Apakah kita lebih benar dari pencipta? Bisakah kita memandang rendah Tuhan lebih rendah dari kita dalam keadilan dan cinta?

Beberapa alasan mengapa Tuhan tidak peduli. Ini adalah filosofi kaum Stoa. Bagi mereka, Tuhan tidak kejam, melainkan tanpa emosi sama sekali. Mereka merasa emosi itu menyiratkan kelemahan. Dewa yang tidak berperasaan akan memiliki agendanya sendiri, dan manusia hanya akan menjadi pion dalam permainan. Sarana untuk mencapai tujuan.

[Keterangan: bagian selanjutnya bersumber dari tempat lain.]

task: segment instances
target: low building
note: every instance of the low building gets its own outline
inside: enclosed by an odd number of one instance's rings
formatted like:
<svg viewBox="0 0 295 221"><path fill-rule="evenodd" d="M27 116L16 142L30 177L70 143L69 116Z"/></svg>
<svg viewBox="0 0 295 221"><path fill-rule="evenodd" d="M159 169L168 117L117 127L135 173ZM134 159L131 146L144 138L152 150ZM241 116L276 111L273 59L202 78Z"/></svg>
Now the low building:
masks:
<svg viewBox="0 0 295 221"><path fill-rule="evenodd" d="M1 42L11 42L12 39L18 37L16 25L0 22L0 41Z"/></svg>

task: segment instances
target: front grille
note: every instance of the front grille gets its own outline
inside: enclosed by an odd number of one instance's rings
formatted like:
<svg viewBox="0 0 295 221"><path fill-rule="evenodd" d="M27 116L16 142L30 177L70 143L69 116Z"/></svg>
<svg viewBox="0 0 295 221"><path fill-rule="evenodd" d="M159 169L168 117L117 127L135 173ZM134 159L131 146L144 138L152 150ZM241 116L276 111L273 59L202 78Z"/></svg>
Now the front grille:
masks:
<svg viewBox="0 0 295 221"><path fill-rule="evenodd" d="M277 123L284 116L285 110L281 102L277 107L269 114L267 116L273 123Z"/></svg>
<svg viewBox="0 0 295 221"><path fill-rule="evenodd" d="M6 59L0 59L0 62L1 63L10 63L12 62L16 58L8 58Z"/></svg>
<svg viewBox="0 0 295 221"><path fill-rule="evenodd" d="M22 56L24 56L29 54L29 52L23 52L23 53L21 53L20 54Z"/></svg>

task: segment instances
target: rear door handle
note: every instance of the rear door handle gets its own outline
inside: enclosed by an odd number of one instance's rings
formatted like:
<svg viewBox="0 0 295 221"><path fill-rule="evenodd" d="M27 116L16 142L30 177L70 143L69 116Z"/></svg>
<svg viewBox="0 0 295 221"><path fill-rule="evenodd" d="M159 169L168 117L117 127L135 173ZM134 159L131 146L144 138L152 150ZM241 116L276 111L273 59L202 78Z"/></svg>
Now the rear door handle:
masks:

Dia mungkin memberikan beberapa kehidupan kekal dan kebebasan dari penderitaan sementara secara sewenang-wenang menyangkalnya kepada orang lain. Dia mungkin menggunakan beberapa manusia hanya sebagai sarana untuk menyempurnakan orang lain, menghaluskan sisi yang kasar sebagaimana adanya. Begitu mereka mencapai tujuannya, mereka bisa dibuang seperti amplas bekas.

Kami akan menemukan sikap seperti itu tercela dan mengutuknya sebagai tidak adil dan tidak adil. Mengapa? Karena kita dibuat berpikir seperti itu. Tuhan menciptakan kita seperti itu. Sekali lagi, ciptaan tidak dapat melampaui penciptanya dalam hal moralitas, keadilan, atau cinta.

Jika kita percaya bahwa Tuhan tidak peduli atau bahkan kejam, kita meninggikan diri kita sendiri di atas Tuhan, karena jelas sekali bahwa manusia dapat dan memang mencintai bahkan sampai mengorbankan diri untuk kesejahteraan orang lain. Apakah kita percaya bahwa kita, ciptaan Tuhan, melampaui pencipta dalam perwujudan kualitas fundamental ini?[I]  Apakah kita lebih baik dari Tuhan?

Faktanya jelas: Seluruh konsep keselamatan seluruh umat manusia tidak sesuai dengan Tuhan yang acuh tak acuh atau kejam. Bahkan jika kita ingin mendiskusikan keselamatan, kita harus mengakui bahwa Tuhan peduli. Ini adalah titik pertemuan pertama kita dengan Alkitab. Logika mengatakan kepada kita bahwa jika ingin ada keselamatan, maka Tuhan pasti baik. Alkitab memberi tahu kita bahwa "Tuhan adalah kasih." (1 John 4: 8) Bahkan jika kita belum menerima Alkitab, kita harus mulai pada premis — berdasarkan logika — bahwa Tuhan adalah kasih.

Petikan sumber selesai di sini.